How long does it take to be effective?
Do I need to add other things somewhere else?
Mike
Hi Mike,
It’s taken into account by Google and other SE during their next web spider visit.
Now if you have already current items in your SERPs that you want to remove, you’ll have to use the URL remove tool as given by Google, Yahoo and MSN.
As I suppose you’re interested mainly by Google as it’s currently the only search engine that may give you some duplicate content if similar items are in your SERPs.
For Google, you need to use the Google URL Remover tool (also referred as Google Automatic URL Removal System). It’s located at URL: http://services.google.com/urlconsole/controller
This Google tool is not as robust as other Google tools you may know but it does the job in most of the case. It happens it’s down time to time. It’s also not as secure as other Google tools as the Google’s Remove URL tool is accessible with HTTP and not HTTPS.
The process is simple:
1) After you’ve added the content to exclude in your robots.txt file, connect to the URL:
http://services.google.com/urlconsole/controller
2) There, just create an account to use the tool. You’ll get an e-mail that you’ll need to confirm.
3) After confirming the e-mail for the account creation, just connect to the Google URL Remover service.
4) Select the option “Remove pages, subdirectories or images using a robots.txt file.”

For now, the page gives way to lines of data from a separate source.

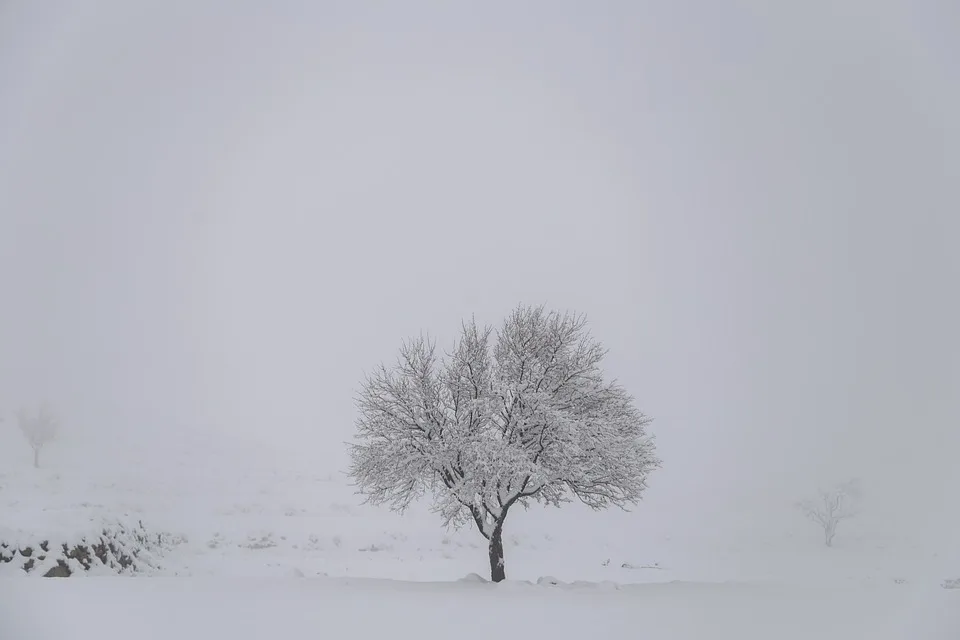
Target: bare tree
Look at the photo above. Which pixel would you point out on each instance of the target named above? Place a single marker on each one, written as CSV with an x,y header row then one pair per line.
x,y
496,423
39,429
833,505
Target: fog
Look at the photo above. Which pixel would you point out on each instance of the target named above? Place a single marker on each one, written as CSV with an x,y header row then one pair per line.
x,y
216,217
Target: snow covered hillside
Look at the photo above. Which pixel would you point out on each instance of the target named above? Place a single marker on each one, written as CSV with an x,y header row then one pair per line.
x,y
303,555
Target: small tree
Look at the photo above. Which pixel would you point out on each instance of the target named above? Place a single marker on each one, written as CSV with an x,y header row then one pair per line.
x,y
496,423
39,429
833,505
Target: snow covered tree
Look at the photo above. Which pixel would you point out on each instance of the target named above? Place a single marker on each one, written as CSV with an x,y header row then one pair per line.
x,y
508,417
39,429
833,505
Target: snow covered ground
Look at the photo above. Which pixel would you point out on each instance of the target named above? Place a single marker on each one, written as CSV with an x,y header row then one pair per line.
x,y
264,544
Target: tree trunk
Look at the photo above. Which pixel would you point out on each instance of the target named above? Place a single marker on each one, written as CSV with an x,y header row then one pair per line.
x,y
497,573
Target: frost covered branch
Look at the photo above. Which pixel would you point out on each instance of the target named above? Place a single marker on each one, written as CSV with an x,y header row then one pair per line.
x,y
507,417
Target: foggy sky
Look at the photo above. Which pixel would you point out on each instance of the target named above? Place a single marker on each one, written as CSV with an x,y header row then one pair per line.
x,y
219,215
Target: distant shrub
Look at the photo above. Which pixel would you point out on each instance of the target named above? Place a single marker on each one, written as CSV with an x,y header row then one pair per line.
x,y
116,549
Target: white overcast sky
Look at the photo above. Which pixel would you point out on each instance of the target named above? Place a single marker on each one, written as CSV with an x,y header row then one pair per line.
x,y
217,215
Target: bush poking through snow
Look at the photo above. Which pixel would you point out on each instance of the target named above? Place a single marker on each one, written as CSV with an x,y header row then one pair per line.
x,y
117,549
833,506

5) In the field “URL to your robots.txt”, type the URL to your robots.txt. For instance: http://www.yoursite.com/robots.txt
6) Click on the button “Remove Pages”
In about 2 days, you can check your SERPs by check if Google has already done the URL removal request by doing a Google site command. The Google site command means you do a Google search for the following string:
site:www.yoursite.com
Of course, you have to replace www.yoursite.com by your site name but don’t put http:// there.

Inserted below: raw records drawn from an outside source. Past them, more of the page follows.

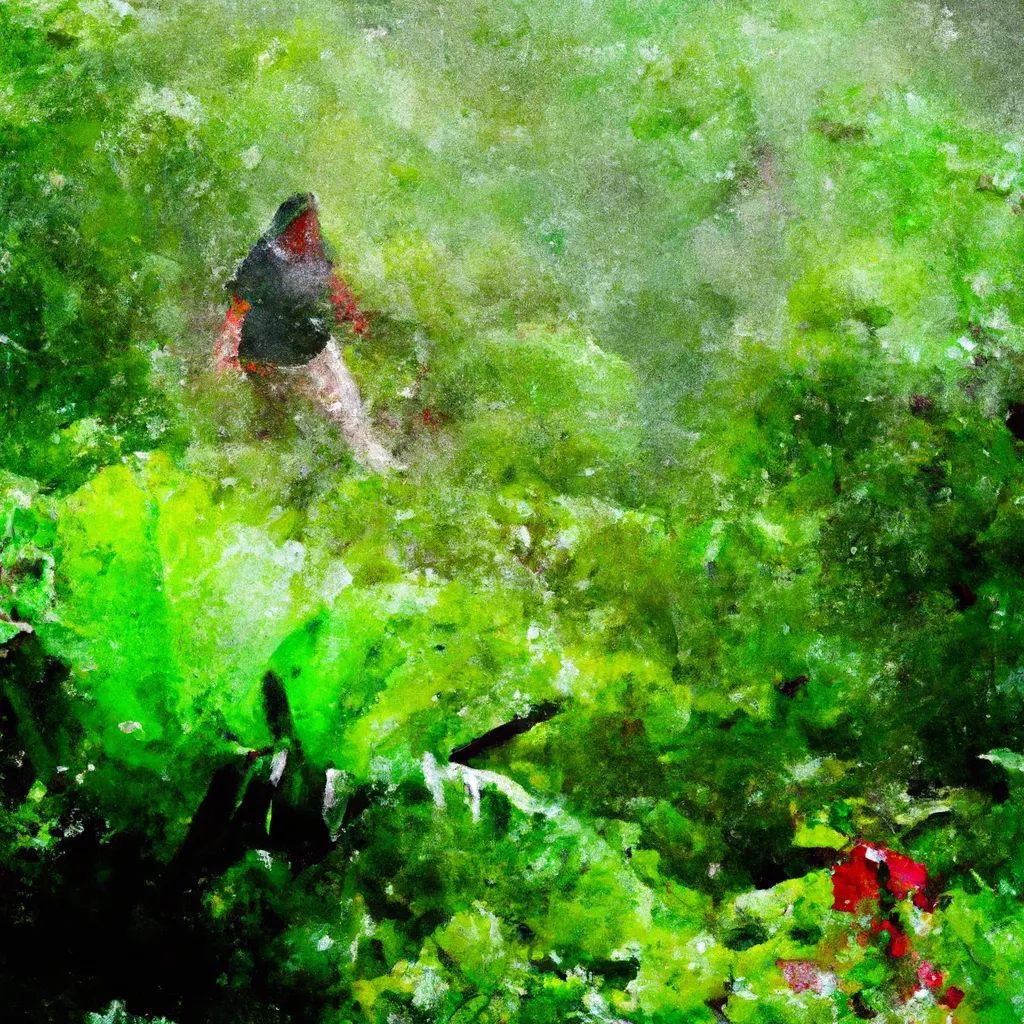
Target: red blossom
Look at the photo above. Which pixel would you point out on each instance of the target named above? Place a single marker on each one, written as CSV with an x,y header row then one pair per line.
x,y
899,944
855,881
345,309
953,997
302,237
803,976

You’ll see that the bad, not nice, crappy URLs that were in your SERPs will be removed and you’ll get a much nicer SERPs when doing the Google site command.
Now some notes:
a) - Be really sure to put the right content in the robots.txt file because when performing using the Google Automatic URL Removal System, the URLs to be removed will be removed out of Google index for 6 months!
b) - As said previously the Google Automatic URL Removal System at URL http://services.google.com/urlconsole/controller is often down. If it’s the case, you can also use the other URL http://services.google.com:8882/urlconsole/controller that is more often up.
The second URL version use port 8882 and it means you may not be able to access it when behind a company firewell that blogs such non-standard port number.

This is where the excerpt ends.